Our aim is to fix everything that is fixable without risk of making a stable MySQL version less stable. In certain cases, this means we can fix an issue in the development versions, but not in the stable (production) version. Naturally, we document such issues so that users are aware.
Here is a description of how our build process works:
We monitor bugs from our customer support list, the bugs database at http://bugs.mysql.com/, and the MySQL external mailing lists.
All reported bugs for live versions are entered into the bugs database.
When we fix a bug, we always try to make a test case for it and include it into our test system to ensure that the bug will never recur without being detected. (About 90% of all fixed bugs have a test case.)
We create test cases for all new features we add to MySQL.
Before we start to build a new MySQL release, we ensure that all reported repeatable bugs for the MySQL version (3.23.x, 4.0.x, etc) are fixed. If something is impossible to fix (due to some internal design decision in MySQL), we document this in the manual. See section Known Errors and Design Deficiencies in MySQL.

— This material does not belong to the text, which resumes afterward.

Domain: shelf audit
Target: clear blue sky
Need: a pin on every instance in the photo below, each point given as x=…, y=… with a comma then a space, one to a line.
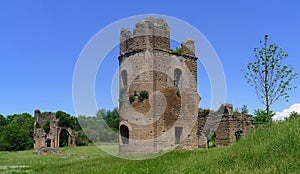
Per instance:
x=41, y=42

We do a build on all platforms for which we support binaries (15+ platforms) and run our test suite and benchmark suite on all of them.
We will not publish a binary for a platform for which the test or benchmark suite fails. If the problem is due to a general error in the source, we fix it and do the build plus tests on all systems again from scratch.
The build and test process takes 2-3 days. If we receive a report regarding a fatal bug during this process (for example, one that causes a core dump), we fix the problem and restart the build process.
After publishing the binaries on http://dev.mysql.com/, we send
out an announcement message to the mysql and announce mailing
lists.
See section The MySQL Mailing Lists.
The announcement message contains a list
of all changes to the release and any known problems with the release.
The Known Problems section in the release notes has been needed
in only a handful of releases.
To quickly give our users access to the latest MySQL features, we do a new MySQL release every 4-8 weeks. Source code snapshots are built daily and are available at http://downloads.mysql.com/snapshots.php.
If, after the release is done, we get any bug reports that, despite our best
efforts, there was something critically wrong with the build on a specific
platform, we will fix it at once and build a new 'a' release for that
platform. Thanks to our large user base, problems are found quickly.
Our track record for making good releases is quite good. In the last
150 releases, we had to do a new build for fewer than 10 releases. In three
of these cases, the bug was a faulty glibc library on one of our build
machines that took us a long time to track down.